Sunday, March 16, 2014

Lean In: Women, Work, and the Will to Lead



Lean In: Women, Work, and the Will to Lead, by Sheryl Sandberg

Every woman needs to read this book. Sandberg, chief operating officer of Facebook, admits that she didn't
always call herself a feminist. Like many other women of her generation (a bit younger than me), she thought that feminism was not necessary any more because we'd achieved equality. Then she learned how naive she was.

Sandberg has been broadly criticized for being blind to her own privilege, but I didn't find this to be true. She repeatedly says that not everyone has had the advantages she has (including a nanny to care for her children, and a supportive husband). She does have privilege and a very different perspective than blue-collar single moms, but she owns up to that. She has a different perspective than lower-income, less-educated women, but she's writing from her own experience, and many of her lessons apply to us all. It's especially hard for these women to "lean in," but the wisdom and inspiration in the book can help them too.

Sandberg tackles the systemic issues of sexism and backs them up with personal stories and research. The personal stories were fascinating...such as going to financial offices where they'd never had a woman ask to use a bathroom, or discovering--on a corporate jet--that her children had lice, or revealing the fact that she was brought to tears and comforted once by Mark Zuckerberg, who gave her a hug (and she was then criticized for that!). 

Here's just a bit of the compelling research I noted in the book, which is packed full of footnotes:
  • In the last decade, child care costs have risen twice as fast as the median income of families with children.
  • When the Harvard Business School surveyed alumni, they found that 91% of the men's graduates were employed, while only 81% of the women graduates from the early 2000s were employed, and only 49% of those who graduated in the early 1990s were working full-time. Highly educated women drop out of the workforce in droves, contributing to the leadership gender gap.
  • 40% of employed  moms lack sick days and vacation, and 50% of them are unable to take time to care for a sick child.
  • Only 1/2 of employed moms receive maternity leave pay.
This morning I heard on NPR that women make closer salaries to men's when they first start working after college graduation, but the income gap spreads as the years go on. This study explains.

Sandberg's also been accused of blaming women, but I didn't find that either. She issues a challenge for all of us to lean in, to rise to the challenge, to be confident in ourselves and the choices we make, and strive for greater equality in the workplace and in our broader culture at large. 

She also calls on men to lean in and calls out the stereotypes they face if they choose to stay home with the kids. She says that men need to speak up, set new pathways, and demand paternity leave. She quotes Gloria Steinem, "Now we know that women can do what men can do, but we don't know that men can do what women can do."  The revolution will happen one family at a time...younger generations appear to be more eager to be real partners in parenting.
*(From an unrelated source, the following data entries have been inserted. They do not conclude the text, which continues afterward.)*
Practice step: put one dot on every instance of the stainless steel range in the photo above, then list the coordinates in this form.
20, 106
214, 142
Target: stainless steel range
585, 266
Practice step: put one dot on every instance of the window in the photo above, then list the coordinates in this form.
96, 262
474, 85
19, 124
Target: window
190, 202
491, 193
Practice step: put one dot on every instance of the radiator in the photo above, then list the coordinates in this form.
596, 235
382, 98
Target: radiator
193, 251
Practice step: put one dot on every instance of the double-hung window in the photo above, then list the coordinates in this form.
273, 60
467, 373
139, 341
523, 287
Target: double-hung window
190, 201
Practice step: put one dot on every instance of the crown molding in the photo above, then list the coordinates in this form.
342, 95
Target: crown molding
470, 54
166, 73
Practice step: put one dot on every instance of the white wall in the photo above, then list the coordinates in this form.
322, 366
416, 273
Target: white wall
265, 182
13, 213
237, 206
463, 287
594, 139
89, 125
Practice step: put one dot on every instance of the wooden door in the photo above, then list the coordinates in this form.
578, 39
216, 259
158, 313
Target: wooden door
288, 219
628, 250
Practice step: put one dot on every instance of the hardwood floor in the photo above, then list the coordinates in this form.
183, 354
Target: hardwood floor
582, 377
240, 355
One of the new Getty images from the "Lean In Collection"
She clarifies that "doing it all" is a myth. Women have to make choices, but Sandberg hopes that women will stay in the workforce. In fact, women who work outside the home spend more time with their kids today than our moms did in the 1960s and 1970s. An employed mom spends about the same time on primary child care as a non-employed mom in 1975.

Since I finished the book, Sandberg has been in the news again with her great work with Getty Images to create positive images of women in stock photos (the "Lean In Collection"), and for her "Ban Bossy" campaign in partnership with the Girl Scouts.



”When a girl tries to lead, she is often labelled bossy. Boys are seldom called bossy because a boy taking the role of a boss does not surprise or offend. As someone who was called this for much of my childhood, I know that it is not a compliment. The stories of my childhood bossiness are told (and retold) with great amusement.“

So yes, Sandberg might be a privileged, educated, white woman, but she is doing good work...necessary and overdue work, prompting women and men to look at our status quo and realize that many things are not right. She is using her position to advance the cause of women in the workplace and society, and this is to be applauded.